Mythbusting the snow tire deniers
Snow tires haven’t always been the best choice. The metal chains that were commonly built into snow tires in the 1960’s and early 1970’s were actually outlawed in some areas due to the extensive stress they put on roads. Until better technology was developed to replace these designs in the latter part of the 20th century, many people chose not to put snow tires on their cars. Unfortunately, some of these historical impressions of snow tires have carried on into present times and have given rise to myths such as “all season tires are good for all seasons” and “snow tires are just a way to get more money out of my pocket”. Both are completely untrue.

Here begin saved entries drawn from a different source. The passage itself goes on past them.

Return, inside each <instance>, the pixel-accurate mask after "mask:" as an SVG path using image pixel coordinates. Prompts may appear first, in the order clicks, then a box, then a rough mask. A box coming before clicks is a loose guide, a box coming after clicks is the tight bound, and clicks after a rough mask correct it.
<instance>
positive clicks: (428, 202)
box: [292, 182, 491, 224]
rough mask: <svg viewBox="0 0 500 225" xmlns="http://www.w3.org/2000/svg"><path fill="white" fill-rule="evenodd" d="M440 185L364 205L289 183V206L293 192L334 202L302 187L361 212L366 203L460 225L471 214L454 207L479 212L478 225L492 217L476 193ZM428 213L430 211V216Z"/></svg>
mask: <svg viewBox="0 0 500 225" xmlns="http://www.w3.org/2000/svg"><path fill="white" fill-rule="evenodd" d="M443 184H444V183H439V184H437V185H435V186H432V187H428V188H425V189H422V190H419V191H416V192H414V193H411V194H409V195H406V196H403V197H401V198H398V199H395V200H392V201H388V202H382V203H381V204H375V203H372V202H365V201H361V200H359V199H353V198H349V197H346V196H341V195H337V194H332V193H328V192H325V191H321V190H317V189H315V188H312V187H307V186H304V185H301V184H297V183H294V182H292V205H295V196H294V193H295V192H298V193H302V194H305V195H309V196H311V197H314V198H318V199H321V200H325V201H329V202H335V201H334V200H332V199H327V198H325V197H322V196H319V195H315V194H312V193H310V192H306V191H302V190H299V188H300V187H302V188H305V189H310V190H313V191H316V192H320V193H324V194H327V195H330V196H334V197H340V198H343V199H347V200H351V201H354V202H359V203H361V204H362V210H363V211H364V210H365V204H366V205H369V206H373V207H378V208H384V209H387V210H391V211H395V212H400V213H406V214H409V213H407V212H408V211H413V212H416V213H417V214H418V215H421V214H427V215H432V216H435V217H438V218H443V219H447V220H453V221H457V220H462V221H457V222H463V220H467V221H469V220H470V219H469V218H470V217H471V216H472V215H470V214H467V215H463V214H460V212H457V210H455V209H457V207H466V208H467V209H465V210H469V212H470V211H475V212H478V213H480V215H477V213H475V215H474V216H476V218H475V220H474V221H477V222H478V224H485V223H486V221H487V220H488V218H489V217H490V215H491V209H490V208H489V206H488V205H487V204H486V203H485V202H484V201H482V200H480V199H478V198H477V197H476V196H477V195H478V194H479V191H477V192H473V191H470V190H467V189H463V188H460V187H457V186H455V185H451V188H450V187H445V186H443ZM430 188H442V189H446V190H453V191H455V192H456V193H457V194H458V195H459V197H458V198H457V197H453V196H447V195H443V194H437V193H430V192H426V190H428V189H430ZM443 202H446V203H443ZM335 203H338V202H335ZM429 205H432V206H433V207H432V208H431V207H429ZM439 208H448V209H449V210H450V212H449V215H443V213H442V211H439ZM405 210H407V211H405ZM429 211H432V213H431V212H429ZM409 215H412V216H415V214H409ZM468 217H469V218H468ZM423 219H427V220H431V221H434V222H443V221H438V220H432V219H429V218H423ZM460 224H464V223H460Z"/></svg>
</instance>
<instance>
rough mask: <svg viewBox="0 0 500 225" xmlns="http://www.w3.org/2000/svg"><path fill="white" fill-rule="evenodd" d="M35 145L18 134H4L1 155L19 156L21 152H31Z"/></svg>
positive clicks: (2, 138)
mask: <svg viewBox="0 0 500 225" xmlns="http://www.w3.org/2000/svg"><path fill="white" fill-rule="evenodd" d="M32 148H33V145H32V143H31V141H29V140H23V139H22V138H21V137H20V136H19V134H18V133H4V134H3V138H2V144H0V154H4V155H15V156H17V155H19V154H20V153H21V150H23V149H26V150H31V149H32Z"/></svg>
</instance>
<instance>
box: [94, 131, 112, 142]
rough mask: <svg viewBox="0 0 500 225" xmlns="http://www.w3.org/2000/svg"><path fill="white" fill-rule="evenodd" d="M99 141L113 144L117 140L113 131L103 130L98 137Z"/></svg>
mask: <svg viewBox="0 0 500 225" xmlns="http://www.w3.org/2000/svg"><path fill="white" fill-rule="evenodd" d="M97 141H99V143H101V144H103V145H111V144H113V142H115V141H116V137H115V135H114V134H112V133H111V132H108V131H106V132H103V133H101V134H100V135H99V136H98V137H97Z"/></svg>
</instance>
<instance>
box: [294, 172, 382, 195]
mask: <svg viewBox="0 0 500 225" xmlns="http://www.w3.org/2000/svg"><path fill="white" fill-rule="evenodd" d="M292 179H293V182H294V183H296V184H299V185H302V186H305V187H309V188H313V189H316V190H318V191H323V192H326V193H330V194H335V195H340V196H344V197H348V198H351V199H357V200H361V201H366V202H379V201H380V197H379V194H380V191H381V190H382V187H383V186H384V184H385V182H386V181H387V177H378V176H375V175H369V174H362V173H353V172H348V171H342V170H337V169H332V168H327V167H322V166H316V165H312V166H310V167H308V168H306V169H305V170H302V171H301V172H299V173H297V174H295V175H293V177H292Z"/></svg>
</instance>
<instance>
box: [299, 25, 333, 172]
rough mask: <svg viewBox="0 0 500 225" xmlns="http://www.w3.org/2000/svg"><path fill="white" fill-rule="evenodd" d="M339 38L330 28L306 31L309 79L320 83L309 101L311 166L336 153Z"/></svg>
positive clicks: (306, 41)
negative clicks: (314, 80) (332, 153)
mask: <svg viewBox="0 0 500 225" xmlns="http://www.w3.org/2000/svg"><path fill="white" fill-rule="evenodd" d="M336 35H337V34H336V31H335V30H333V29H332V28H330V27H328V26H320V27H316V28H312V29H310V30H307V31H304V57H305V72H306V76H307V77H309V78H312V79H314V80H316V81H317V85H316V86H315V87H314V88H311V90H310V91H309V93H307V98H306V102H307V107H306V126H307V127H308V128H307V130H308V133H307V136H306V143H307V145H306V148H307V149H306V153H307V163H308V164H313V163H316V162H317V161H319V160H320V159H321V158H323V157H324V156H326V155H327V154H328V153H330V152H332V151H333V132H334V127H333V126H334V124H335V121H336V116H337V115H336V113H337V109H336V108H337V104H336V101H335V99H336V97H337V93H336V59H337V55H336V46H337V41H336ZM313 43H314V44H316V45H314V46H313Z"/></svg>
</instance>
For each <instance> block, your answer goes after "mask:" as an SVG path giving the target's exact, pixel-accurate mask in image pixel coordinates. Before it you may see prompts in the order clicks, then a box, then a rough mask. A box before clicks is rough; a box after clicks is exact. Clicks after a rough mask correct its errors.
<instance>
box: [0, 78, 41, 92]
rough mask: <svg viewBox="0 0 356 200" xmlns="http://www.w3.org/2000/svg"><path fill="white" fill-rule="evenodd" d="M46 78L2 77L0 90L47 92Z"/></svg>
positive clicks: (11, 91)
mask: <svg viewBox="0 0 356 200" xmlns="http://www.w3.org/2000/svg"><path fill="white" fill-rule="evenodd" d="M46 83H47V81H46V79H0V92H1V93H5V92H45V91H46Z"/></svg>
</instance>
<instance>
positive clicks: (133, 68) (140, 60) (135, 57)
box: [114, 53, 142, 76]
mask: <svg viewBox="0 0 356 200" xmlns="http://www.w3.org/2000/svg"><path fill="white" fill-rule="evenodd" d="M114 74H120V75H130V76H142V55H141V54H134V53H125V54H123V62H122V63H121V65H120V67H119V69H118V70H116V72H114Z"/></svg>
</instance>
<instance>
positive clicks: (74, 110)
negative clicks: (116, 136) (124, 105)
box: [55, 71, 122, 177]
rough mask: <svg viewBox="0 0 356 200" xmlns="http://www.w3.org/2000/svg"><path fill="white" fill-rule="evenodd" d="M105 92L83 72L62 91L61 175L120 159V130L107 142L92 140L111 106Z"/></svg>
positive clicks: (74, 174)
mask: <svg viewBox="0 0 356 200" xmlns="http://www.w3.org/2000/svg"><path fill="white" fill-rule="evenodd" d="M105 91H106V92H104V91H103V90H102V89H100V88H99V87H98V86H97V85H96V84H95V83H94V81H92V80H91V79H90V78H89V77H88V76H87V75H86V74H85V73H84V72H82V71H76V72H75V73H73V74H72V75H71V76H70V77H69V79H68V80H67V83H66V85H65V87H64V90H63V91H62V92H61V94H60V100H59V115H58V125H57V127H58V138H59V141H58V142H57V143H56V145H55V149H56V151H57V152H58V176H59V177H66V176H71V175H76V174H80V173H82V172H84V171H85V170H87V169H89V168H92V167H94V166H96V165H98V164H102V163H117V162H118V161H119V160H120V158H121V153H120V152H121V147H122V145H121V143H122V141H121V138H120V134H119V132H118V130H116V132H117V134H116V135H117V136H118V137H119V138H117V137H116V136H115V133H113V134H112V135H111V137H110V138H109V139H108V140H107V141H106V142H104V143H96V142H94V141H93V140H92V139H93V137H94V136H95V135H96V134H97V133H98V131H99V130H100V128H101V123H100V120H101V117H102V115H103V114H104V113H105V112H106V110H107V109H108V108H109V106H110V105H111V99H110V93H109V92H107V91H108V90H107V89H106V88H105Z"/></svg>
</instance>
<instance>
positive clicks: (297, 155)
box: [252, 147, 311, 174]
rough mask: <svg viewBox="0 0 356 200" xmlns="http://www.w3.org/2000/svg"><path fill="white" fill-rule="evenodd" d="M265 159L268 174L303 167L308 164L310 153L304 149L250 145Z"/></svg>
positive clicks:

Why all season tires should be given another name
Tires are built for performance and safety. The engineering requirements for performance and safety in a tire look very different above 7 degrees Celsius and below 7 degrees Celsius. All seasons will start losing their traction when the temperature dips below 7 degrees Celsius because they are engineered with softer rubber than a winter tire to grip clear road surfaces. At -14 degrees Celsius, they will almost completely lose their grip.
Winter tires also have small rubber pockets in the tread blocks called sipes, which suck away water from the areas of the tire that contact the road and spit it out of the back of the tire on the other side of its revolution.
All season tires are more likely to slide when brakes are applied in cold weather due to the loss of traction. The stopping power of winter tires over all seasons is arguably their most important safety feature; tests have shown that winter tires will stop the car a number of metres short of a set of summer tires, which can make all the difference between getting into an accident and not getting into one.
Since summer tires are engineered for better performance on good roads, winter tires should be replaced with all season tires when the weather improves so that the performance of your tires matches the road conditions.
Consider making the switch to winter tires if you haven’t already and stay safe on the roads this winter.